The judgment does not reveal whether the Supreme Court was shown Section 28(11) of the Act – an overpowering provision introduced by the Customs (Amendment and Validation) Act, 2011 - which by deeming fiction stipulates that all customs officers are “proper officers” for purposes of assessment (which includes reassessment). The verdict could have changed should this provision have been evaluated as well.

In the case of Mangali Impex Ltd. (2016) the Delhi High Court held that Section 28(11) of the Act cannot operate retrospectively (i.e. period prior to April 8, 2011), therefore, recovery proceedings initiated by DRI cannot be validated. The Supreme Court will take up this issue (whether the DRI was empowered after April 8, 2011, and is a “proper officer”) again, when it hears the appeal against the decision of the Delhi High Court.

It is anyone’s guess as to how the Supreme Court will rule given the verdict in Mangali’s case (which essentially allowed DRI officers to raise demands, after April 8, 2011) whereas its own order in Canon India’s case holds contrary.

The Central Board of Indirect Taxes and Customs, displaying remarkable alacrity (Instruction No. 04-2021-Customs, March 17, 2021) directed its officers that show-cause notices issued by the officers of DRI should be kept pending.

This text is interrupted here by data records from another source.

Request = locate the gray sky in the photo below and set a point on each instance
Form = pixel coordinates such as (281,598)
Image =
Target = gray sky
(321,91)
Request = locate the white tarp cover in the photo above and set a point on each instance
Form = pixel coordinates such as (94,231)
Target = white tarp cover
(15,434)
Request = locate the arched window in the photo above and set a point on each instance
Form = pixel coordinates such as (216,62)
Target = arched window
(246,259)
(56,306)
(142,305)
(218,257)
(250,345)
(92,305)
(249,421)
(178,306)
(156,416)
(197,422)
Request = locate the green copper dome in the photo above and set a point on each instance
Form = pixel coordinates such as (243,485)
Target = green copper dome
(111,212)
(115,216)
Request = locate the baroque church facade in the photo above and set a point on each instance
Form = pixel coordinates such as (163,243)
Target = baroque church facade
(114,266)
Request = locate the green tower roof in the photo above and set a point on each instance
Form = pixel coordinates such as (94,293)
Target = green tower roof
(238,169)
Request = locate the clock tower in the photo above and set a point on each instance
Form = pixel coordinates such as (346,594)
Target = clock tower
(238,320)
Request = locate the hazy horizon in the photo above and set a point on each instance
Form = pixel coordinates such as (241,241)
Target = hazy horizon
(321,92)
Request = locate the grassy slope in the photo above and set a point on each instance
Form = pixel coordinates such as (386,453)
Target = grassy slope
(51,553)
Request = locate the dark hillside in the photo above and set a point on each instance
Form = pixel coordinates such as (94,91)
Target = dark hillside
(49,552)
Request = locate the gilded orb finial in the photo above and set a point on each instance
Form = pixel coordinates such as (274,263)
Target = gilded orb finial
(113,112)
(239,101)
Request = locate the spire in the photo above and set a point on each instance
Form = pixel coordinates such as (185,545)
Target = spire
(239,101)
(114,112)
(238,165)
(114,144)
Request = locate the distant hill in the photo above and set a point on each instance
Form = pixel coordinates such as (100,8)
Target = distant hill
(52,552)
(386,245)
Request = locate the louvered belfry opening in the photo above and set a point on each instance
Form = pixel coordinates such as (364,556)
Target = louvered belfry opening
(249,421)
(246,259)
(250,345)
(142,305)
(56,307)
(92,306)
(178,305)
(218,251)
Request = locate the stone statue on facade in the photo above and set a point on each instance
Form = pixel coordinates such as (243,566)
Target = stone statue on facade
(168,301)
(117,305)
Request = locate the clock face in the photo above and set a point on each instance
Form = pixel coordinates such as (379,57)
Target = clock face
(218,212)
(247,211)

It advised that where the DRI is conducting investigations, show cause notices in such cases should be issued by the jurisdictional commissionerates where imports took place.

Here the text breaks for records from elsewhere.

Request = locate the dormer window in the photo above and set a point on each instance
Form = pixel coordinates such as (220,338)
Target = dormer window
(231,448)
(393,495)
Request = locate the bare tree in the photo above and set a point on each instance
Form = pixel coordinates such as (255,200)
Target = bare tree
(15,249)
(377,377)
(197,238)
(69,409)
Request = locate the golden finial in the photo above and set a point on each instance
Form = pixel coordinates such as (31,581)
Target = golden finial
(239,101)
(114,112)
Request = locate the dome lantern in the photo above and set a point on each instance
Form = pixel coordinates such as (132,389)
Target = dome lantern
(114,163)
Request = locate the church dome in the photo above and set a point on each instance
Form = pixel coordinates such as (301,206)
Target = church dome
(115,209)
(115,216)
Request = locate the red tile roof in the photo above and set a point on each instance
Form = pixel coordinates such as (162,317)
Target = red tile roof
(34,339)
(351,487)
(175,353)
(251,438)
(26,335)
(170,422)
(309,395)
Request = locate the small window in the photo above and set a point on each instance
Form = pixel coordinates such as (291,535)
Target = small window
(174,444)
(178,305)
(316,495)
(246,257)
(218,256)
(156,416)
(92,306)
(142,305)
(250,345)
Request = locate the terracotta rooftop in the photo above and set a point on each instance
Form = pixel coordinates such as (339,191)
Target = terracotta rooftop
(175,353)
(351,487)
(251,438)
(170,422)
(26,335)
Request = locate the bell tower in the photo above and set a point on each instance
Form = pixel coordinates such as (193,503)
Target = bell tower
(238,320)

We can safely assume that several demands involving thousands of crores of duty demand (besides statutory interest and penalties) are at stake – these arising in cases booked by officers of the DRI after their investigations and inquiry.

The CBIC / Ministry of Finance can be expected to file a review petition in the Supreme Court, or move a retroactive amendment in the Act, so as to declare officers of DRI as proper officers and always empowered to assess. The Finance Bill, 2021, which has now been passed by both houses of Parliament, did not contain any such amendment.

The bearing of the judgment will be far and wide, including on duty-credit scrips such as the Merchandise Exports from India Scheme (scrip issued by the Directorate General of Foreign Trade, which are transferable) that can be used to make duty free imports.

Cases concerning eligibility and entitlement of these scrips have been registered by the DRI. Section 28AAA(3) stipulates that “the proper officer” make a demand and then recovery of the duty short paid or not paid. DRI officers have been conferred jurisdiction (notification no. 40/2012 dated May 2, 2012) to carry out such actions. Surely parties faced with such show cause notices or pending proceedings will rely on the ratio of the judgment in Canon India to argue that DRI officers do not have jurisdiction and authority, owing to which the proceedings are bad in law, and legally must fail.

Ranjeet Mahtani is Partner at Dhruva Advisors LLP.

The views expressed here are those of the author and do not necessarily represent the views of BloombergQuint or its editorial team.